Should we use language and formulations that have academic currency, but that
may be inaccessible or completely unappealing to nonacademic readers? How
much musical transcription or formal musical exegesis is too much for a reader
not trained in musical notation? Alternatively, do we have too little transcription
and formal analysis to appeal to those in musicology and music theory? We need
to think strategically about the venues we choose and the voices we use.
This joint conference of the Society for Ethnomusicology, the American
Musicological Society, and the Society for Music Theory is a significant step to-
ward forging connections among music studies scholars. It would be interesting
to consider a joint venture with anthropologists, performance studies scholars,
and ethnic and regional studies scholars who share our interests in the cultural
politics of music and expressive culture.

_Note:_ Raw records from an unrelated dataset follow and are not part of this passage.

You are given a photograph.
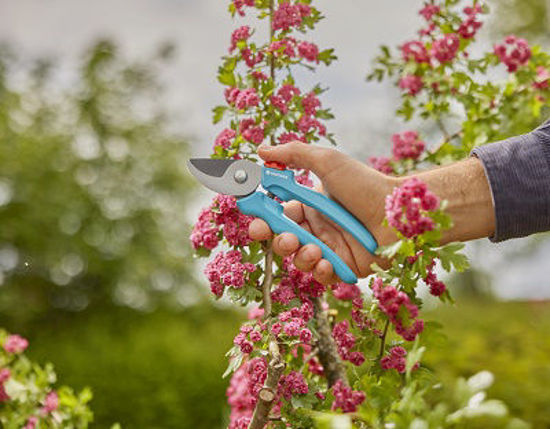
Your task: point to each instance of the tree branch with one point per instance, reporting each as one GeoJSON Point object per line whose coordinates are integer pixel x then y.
{"type": "Point", "coordinates": [276, 366]}
{"type": "Point", "coordinates": [328, 352]}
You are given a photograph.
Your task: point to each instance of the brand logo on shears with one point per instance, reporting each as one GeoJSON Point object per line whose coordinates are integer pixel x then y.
{"type": "Point", "coordinates": [273, 173]}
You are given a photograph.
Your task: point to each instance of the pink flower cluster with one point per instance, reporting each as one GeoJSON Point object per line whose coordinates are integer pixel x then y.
{"type": "Point", "coordinates": [251, 132]}
{"type": "Point", "coordinates": [514, 52]}
{"type": "Point", "coordinates": [5, 374]}
{"type": "Point", "coordinates": [345, 398]}
{"type": "Point", "coordinates": [289, 15]}
{"type": "Point", "coordinates": [469, 27]}
{"type": "Point", "coordinates": [413, 84]}
{"type": "Point", "coordinates": [243, 391]}
{"type": "Point", "coordinates": [242, 98]}
{"type": "Point", "coordinates": [292, 384]}
{"type": "Point", "coordinates": [296, 283]}
{"type": "Point", "coordinates": [15, 344]}
{"type": "Point", "coordinates": [345, 341]}
{"type": "Point", "coordinates": [225, 138]}
{"type": "Point", "coordinates": [407, 145]}
{"type": "Point", "coordinates": [240, 4]}
{"type": "Point", "coordinates": [395, 360]}
{"type": "Point", "coordinates": [246, 337]}
{"type": "Point", "coordinates": [437, 287]}
{"type": "Point", "coordinates": [221, 214]}
{"type": "Point", "coordinates": [401, 312]}
{"type": "Point", "coordinates": [381, 163]}
{"type": "Point", "coordinates": [240, 34]}
{"type": "Point", "coordinates": [227, 270]}
{"type": "Point", "coordinates": [345, 291]}
{"type": "Point", "coordinates": [407, 206]}
{"type": "Point", "coordinates": [293, 322]}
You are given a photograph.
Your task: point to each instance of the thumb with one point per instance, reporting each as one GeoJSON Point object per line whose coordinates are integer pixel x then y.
{"type": "Point", "coordinates": [301, 155]}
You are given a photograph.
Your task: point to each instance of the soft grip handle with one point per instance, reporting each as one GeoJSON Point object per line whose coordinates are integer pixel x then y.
{"type": "Point", "coordinates": [260, 205]}
{"type": "Point", "coordinates": [282, 184]}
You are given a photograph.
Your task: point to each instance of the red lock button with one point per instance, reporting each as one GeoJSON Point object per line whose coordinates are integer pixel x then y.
{"type": "Point", "coordinates": [276, 165]}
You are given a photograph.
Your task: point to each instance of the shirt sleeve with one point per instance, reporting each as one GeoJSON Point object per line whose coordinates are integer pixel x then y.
{"type": "Point", "coordinates": [518, 171]}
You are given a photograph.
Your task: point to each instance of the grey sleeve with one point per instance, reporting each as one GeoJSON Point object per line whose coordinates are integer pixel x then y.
{"type": "Point", "coordinates": [518, 171]}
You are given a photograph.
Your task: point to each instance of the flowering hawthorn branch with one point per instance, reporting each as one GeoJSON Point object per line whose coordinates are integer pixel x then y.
{"type": "Point", "coordinates": [328, 352]}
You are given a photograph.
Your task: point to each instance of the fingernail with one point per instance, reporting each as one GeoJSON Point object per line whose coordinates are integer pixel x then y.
{"type": "Point", "coordinates": [285, 243]}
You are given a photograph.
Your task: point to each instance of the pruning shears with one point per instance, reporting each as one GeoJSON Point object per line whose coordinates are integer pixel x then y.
{"type": "Point", "coordinates": [242, 178]}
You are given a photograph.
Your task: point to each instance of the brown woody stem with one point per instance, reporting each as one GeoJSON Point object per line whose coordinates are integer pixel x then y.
{"type": "Point", "coordinates": [328, 352]}
{"type": "Point", "coordinates": [276, 366]}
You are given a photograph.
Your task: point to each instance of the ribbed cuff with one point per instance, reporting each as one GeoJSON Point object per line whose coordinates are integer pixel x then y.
{"type": "Point", "coordinates": [518, 171]}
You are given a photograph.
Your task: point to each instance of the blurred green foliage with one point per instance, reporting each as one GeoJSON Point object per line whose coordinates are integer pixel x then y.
{"type": "Point", "coordinates": [525, 18]}
{"type": "Point", "coordinates": [163, 369]}
{"type": "Point", "coordinates": [146, 370]}
{"type": "Point", "coordinates": [93, 187]}
{"type": "Point", "coordinates": [511, 340]}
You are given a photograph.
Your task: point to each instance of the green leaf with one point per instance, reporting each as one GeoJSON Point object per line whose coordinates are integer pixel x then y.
{"type": "Point", "coordinates": [449, 256]}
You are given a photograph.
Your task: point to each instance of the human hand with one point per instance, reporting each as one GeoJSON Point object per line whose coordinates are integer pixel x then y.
{"type": "Point", "coordinates": [357, 187]}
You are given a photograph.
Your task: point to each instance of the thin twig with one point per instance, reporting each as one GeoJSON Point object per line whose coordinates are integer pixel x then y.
{"type": "Point", "coordinates": [328, 352]}
{"type": "Point", "coordinates": [383, 340]}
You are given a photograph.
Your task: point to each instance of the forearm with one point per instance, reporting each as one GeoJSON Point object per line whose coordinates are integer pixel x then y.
{"type": "Point", "coordinates": [465, 187]}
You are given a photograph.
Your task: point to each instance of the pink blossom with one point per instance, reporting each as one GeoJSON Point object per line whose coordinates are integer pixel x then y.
{"type": "Point", "coordinates": [429, 10]}
{"type": "Point", "coordinates": [5, 374]}
{"type": "Point", "coordinates": [292, 384]}
{"type": "Point", "coordinates": [415, 51]}
{"type": "Point", "coordinates": [514, 52]}
{"type": "Point", "coordinates": [382, 164]}
{"type": "Point", "coordinates": [250, 58]}
{"type": "Point", "coordinates": [287, 92]}
{"type": "Point", "coordinates": [51, 403]}
{"type": "Point", "coordinates": [345, 291]}
{"type": "Point", "coordinates": [224, 138]}
{"type": "Point", "coordinates": [437, 287]}
{"type": "Point", "coordinates": [310, 103]}
{"type": "Point", "coordinates": [469, 27]}
{"type": "Point", "coordinates": [284, 46]}
{"type": "Point", "coordinates": [247, 98]}
{"type": "Point", "coordinates": [239, 4]}
{"type": "Point", "coordinates": [243, 390]}
{"type": "Point", "coordinates": [205, 232]}
{"type": "Point", "coordinates": [395, 360]}
{"type": "Point", "coordinates": [278, 102]}
{"type": "Point", "coordinates": [15, 344]}
{"type": "Point", "coordinates": [308, 51]}
{"type": "Point", "coordinates": [251, 132]}
{"type": "Point", "coordinates": [255, 313]}
{"type": "Point", "coordinates": [286, 16]}
{"type": "Point", "coordinates": [407, 145]}
{"type": "Point", "coordinates": [345, 398]}
{"type": "Point", "coordinates": [446, 48]}
{"type": "Point", "coordinates": [411, 83]}
{"type": "Point", "coordinates": [290, 137]}
{"type": "Point", "coordinates": [227, 270]}
{"type": "Point", "coordinates": [240, 34]}
{"type": "Point", "coordinates": [401, 312]}
{"type": "Point", "coordinates": [406, 208]}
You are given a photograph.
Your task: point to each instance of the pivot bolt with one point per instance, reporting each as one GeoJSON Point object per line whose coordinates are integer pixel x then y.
{"type": "Point", "coordinates": [240, 176]}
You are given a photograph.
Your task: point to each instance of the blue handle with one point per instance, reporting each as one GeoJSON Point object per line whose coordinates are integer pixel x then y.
{"type": "Point", "coordinates": [260, 205]}
{"type": "Point", "coordinates": [282, 184]}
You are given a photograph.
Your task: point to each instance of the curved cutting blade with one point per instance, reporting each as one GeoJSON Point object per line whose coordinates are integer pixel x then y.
{"type": "Point", "coordinates": [227, 176]}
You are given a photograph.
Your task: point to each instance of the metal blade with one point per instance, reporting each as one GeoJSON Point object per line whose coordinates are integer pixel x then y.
{"type": "Point", "coordinates": [226, 176]}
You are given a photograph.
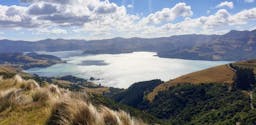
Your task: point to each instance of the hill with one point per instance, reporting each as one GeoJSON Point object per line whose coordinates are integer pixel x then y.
{"type": "Point", "coordinates": [218, 95]}
{"type": "Point", "coordinates": [220, 74]}
{"type": "Point", "coordinates": [28, 60]}
{"type": "Point", "coordinates": [28, 99]}
{"type": "Point", "coordinates": [235, 45]}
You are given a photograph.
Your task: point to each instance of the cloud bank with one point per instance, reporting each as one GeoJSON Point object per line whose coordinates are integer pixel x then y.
{"type": "Point", "coordinates": [97, 19]}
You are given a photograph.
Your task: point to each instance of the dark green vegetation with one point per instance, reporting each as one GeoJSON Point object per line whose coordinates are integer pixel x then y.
{"type": "Point", "coordinates": [203, 104]}
{"type": "Point", "coordinates": [235, 45]}
{"type": "Point", "coordinates": [200, 104]}
{"type": "Point", "coordinates": [244, 78]}
{"type": "Point", "coordinates": [29, 60]}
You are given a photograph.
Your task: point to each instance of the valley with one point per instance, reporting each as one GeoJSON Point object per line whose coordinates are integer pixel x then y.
{"type": "Point", "coordinates": [232, 46]}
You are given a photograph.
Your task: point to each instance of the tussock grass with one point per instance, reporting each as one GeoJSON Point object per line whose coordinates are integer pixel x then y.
{"type": "Point", "coordinates": [28, 103]}
{"type": "Point", "coordinates": [219, 74]}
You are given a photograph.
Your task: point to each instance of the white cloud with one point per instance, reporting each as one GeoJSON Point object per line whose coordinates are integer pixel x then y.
{"type": "Point", "coordinates": [130, 6]}
{"type": "Point", "coordinates": [249, 1]}
{"type": "Point", "coordinates": [169, 14]}
{"type": "Point", "coordinates": [225, 4]}
{"type": "Point", "coordinates": [98, 19]}
{"type": "Point", "coordinates": [51, 31]}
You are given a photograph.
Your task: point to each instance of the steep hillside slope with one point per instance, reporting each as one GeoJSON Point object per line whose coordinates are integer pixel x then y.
{"type": "Point", "coordinates": [216, 96]}
{"type": "Point", "coordinates": [27, 102]}
{"type": "Point", "coordinates": [220, 74]}
{"type": "Point", "coordinates": [235, 45]}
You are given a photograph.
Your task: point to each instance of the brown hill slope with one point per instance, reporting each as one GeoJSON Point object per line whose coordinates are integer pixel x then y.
{"type": "Point", "coordinates": [25, 102]}
{"type": "Point", "coordinates": [219, 74]}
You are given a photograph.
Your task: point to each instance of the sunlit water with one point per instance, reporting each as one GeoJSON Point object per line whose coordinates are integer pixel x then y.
{"type": "Point", "coordinates": [122, 70]}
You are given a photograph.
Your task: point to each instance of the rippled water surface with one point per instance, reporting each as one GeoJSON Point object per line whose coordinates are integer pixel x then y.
{"type": "Point", "coordinates": [122, 70]}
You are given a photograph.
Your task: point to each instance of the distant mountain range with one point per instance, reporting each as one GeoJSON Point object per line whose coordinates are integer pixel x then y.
{"type": "Point", "coordinates": [235, 45]}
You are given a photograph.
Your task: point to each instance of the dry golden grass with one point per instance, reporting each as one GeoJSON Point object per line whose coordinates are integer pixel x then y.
{"type": "Point", "coordinates": [219, 74]}
{"type": "Point", "coordinates": [24, 102]}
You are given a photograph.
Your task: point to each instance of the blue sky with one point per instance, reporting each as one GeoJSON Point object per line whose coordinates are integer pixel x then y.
{"type": "Point", "coordinates": [100, 19]}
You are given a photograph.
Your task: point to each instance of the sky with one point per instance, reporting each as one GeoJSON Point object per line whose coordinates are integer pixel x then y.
{"type": "Point", "coordinates": [102, 19]}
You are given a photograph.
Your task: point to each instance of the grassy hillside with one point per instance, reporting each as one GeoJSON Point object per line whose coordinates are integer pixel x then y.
{"type": "Point", "coordinates": [219, 74]}
{"type": "Point", "coordinates": [26, 102]}
{"type": "Point", "coordinates": [216, 96]}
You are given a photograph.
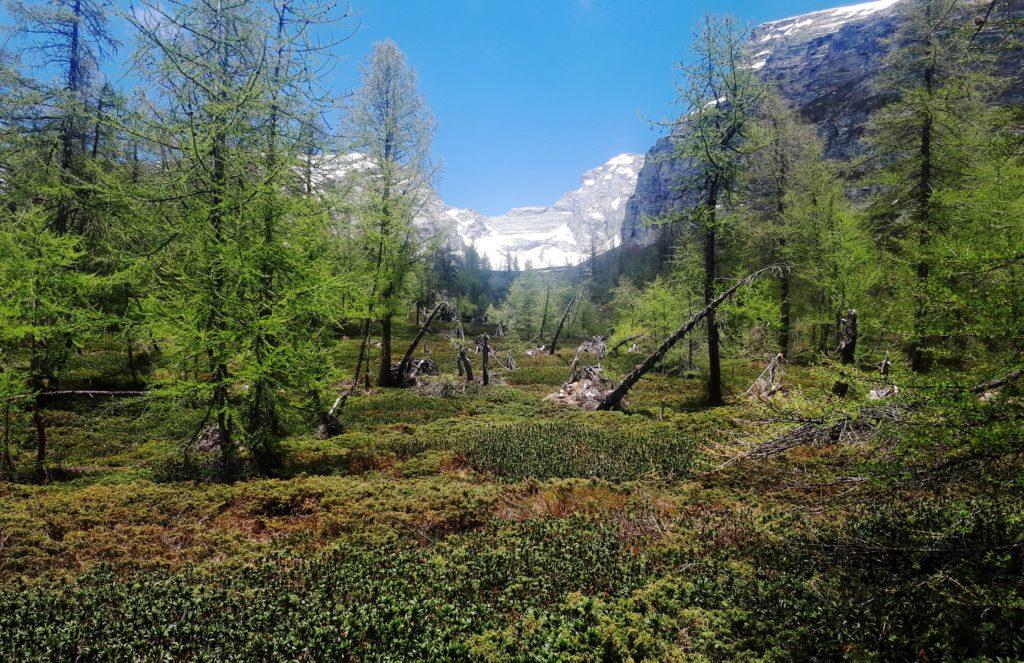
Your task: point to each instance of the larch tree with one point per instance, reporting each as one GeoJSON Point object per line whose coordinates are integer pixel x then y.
{"type": "Point", "coordinates": [798, 210]}
{"type": "Point", "coordinates": [387, 121]}
{"type": "Point", "coordinates": [925, 140]}
{"type": "Point", "coordinates": [720, 93]}
{"type": "Point", "coordinates": [71, 38]}
{"type": "Point", "coordinates": [240, 270]}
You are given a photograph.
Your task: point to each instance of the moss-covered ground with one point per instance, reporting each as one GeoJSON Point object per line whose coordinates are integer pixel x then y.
{"type": "Point", "coordinates": [463, 523]}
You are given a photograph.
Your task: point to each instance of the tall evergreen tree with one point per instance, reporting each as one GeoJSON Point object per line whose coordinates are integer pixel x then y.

Through these encounters, we could
continue the processes that Berger has initiated here by convening this panel:
taking stock of the field, listening to others from within ethnomusicology and
beyond, and thinking about where we might go as we study the pleasures and
politics of music-making.

Notes
1. Cultural anthropologist Lila Abu-Lughod (1990) coined this term to describe the tendency
in resistance studies to overstate the resistance of subordinated groups.
2. Studies by African American feminist ethnomusicologists Kyra Gaunt (2006) and Eileen
Hayes (2010) of black women’s cultural productions demonstrate the power of ethnographic rep-
resentation to challenge limited ideas about African American culture and identity.